Anglo Irish Bank a annoncé la semaine dernière avoir subi la perte semestrielle la plus élevée jamais essuyée par un groupe irlandais, alimentant les craintes sur la solvabilité du pays, dont les finances sont déjà exsangues. Cette perte est liée aux prêts immobiliers risqués accumulés par la banque avant la crise du crédit, qui avaient conduit l'Etat à la nationaliser début 2009.
Pour sortir de ce bourbier, trois solutions sont à l'étude. La première, défendue par le gouvernement et la direction de la banque, consiste à la scinder en deux entités, une "bonne" (qui reprendrait seulement ses activités saines, soit moins de 20% de son bilan) et une "mauvaise" banque.
Cette scission s'étalerait sur plusieurs années. Dublin affirme que cela permettrait de contenir la facture totale pour l'Etat autour de 25 milliards d'euros, guère plus que les 22,88 milliards qu'il a déjà versés à l'institution.
La deuxième OPTION consisterait à liquider progressivement la banque, sur plusieurs années, afin d'éviter une vente à prix bradés de ses actifs. Cela pourrait gonfler le coût pour l'Etat de 4 à 5 milliards d'euros supplémentaires.
Enfin, la dernière solution, de loin la plus coûteuse pour les contribuables, serait de procéder à une liquidation immédiate du groupe, afin de tirer un trait définitif sur ce FOYER de problèmes. Mais une telle option aurait un coût exorbitant pour les autorités, avec une facture finale qui pourrait grimper autour de 45 milliards d'euros.
Mais, ces derniers jours, l'hypothèse d'une scission de la banque a pris du plomb dans l'aile, au profit de celle beaucoup plus radicale d'une liquidation.
Au sein de la classe politique, les appels à la liquider se sont multipliés, y compris jusque dans les rangs de la majorité. Les écologistes du Green Party, alliés du parti centriste Fianna Fail du premier ministre Brian Cowen, défendent une liquidation progressive.

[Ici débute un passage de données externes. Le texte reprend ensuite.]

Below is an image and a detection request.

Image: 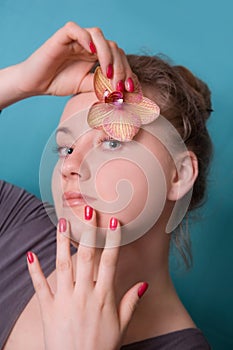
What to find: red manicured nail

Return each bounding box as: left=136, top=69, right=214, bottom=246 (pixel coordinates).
left=125, top=78, right=134, bottom=92
left=116, top=80, right=125, bottom=92
left=89, top=41, right=97, bottom=54
left=84, top=205, right=93, bottom=220
left=106, top=63, right=113, bottom=79
left=27, top=252, right=34, bottom=264
left=58, top=218, right=66, bottom=233
left=109, top=218, right=118, bottom=231
left=138, top=282, right=149, bottom=298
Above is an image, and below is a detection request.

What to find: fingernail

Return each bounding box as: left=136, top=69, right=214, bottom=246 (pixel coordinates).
left=116, top=80, right=125, bottom=92
left=109, top=218, right=118, bottom=231
left=89, top=41, right=97, bottom=54
left=27, top=252, right=34, bottom=264
left=106, top=63, right=113, bottom=79
left=138, top=282, right=149, bottom=298
left=84, top=205, right=93, bottom=220
left=58, top=218, right=66, bottom=233
left=125, top=78, right=134, bottom=92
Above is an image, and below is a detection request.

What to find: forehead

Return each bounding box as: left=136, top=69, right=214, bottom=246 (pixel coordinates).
left=60, top=92, right=98, bottom=124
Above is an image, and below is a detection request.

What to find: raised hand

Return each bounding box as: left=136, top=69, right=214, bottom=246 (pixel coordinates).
left=28, top=209, right=147, bottom=350
left=0, top=22, right=136, bottom=109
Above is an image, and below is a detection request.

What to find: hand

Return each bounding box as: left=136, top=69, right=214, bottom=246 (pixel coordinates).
left=28, top=211, right=147, bottom=350
left=18, top=22, right=133, bottom=96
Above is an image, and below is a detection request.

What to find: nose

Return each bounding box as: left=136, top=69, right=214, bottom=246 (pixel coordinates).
left=61, top=148, right=90, bottom=181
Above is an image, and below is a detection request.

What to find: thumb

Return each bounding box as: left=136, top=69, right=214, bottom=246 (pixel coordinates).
left=79, top=73, right=94, bottom=92
left=119, top=282, right=149, bottom=331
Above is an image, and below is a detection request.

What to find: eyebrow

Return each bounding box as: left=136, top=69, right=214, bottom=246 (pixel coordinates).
left=56, top=127, right=72, bottom=136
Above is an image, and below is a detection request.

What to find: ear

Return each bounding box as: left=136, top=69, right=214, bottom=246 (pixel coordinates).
left=167, top=151, right=198, bottom=201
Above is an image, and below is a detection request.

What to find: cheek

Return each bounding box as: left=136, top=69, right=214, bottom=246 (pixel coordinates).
left=95, top=159, right=148, bottom=223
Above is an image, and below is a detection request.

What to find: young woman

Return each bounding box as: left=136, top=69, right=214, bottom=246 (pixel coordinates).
left=0, top=23, right=211, bottom=350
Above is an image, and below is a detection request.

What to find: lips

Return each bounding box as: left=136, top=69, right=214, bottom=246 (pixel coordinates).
left=62, top=192, right=95, bottom=207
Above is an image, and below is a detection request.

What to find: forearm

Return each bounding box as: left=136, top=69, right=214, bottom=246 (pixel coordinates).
left=0, top=64, right=33, bottom=110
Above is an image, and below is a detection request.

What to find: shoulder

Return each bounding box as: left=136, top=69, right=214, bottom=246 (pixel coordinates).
left=121, top=328, right=211, bottom=350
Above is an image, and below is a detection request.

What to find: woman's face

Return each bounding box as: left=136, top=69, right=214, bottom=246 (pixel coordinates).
left=52, top=93, right=174, bottom=247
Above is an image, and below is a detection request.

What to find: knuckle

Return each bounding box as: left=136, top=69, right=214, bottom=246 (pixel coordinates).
left=64, top=21, right=75, bottom=29
left=119, top=48, right=125, bottom=56
left=102, top=252, right=115, bottom=268
left=33, top=278, right=46, bottom=292
left=78, top=248, right=94, bottom=262
left=115, top=65, right=125, bottom=77
left=108, top=40, right=118, bottom=50
left=56, top=259, right=71, bottom=271
left=91, top=27, right=103, bottom=36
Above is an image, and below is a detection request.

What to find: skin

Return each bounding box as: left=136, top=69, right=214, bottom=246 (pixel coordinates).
left=0, top=23, right=198, bottom=350
left=26, top=93, right=195, bottom=349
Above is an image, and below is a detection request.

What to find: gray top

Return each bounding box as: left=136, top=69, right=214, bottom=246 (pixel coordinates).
left=0, top=181, right=56, bottom=349
left=0, top=181, right=210, bottom=350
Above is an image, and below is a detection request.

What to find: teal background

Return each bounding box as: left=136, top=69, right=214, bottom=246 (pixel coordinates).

Et vendredi, le ministre de l'Innovation Conor Lenihan, frère de Brian Lenihan, a affirmé au quotidien The Independent qu'il fallait démanteler la banque "le plus vite possible".
Enfin, le propre patron de la banque, Mike Aynsley, a reconnu dimanche, dans un entretien au Sunday Business Post, que la Commission semblait s'acheminer vers un rejet du plan de scission, et privilégiait une liquidation.
Dans ce contexte, le gouvernement semble réduit à devoir négocier avec Bruxelles une liquidation en douceur de la banque.
Brian Lenihan a assuré lundi que, quoi qu'il arrive, les déboires de la banque ne mettraient pas l'Irlande en faillite. De son côté, la commission européenne a indiqué que le dossier suivait son cours, sans dire quand elle pourrait trancher.
Le temps presse, car les investisseurs, qui craignent que les déboires de la banque ne sapent la solvabilité du pays, risquent de s'impatienter.
"L'incertitude sur le destin d'Anglo Irish, et surtout sur son coût pour l'Etat, continue d'alimenter un sentiment négatif envers l'Irlande sur les marchés financiers", a souligné lundi Emer Lang, analyste à la maison de courtage Davy, dans une note à ses clients.
M. Lang espère du coup une clarification "au plus vite" sur l'avenir de la banque, d'autant que le secteur bancaire irlandais se prépare, en parallèle, à à une épreuve importante : les principales banques du pays doivent refinancer dans le mois qui vient des dizaines de milliards de livres d'emprunts obligataires, qu'elles doivent rembourser.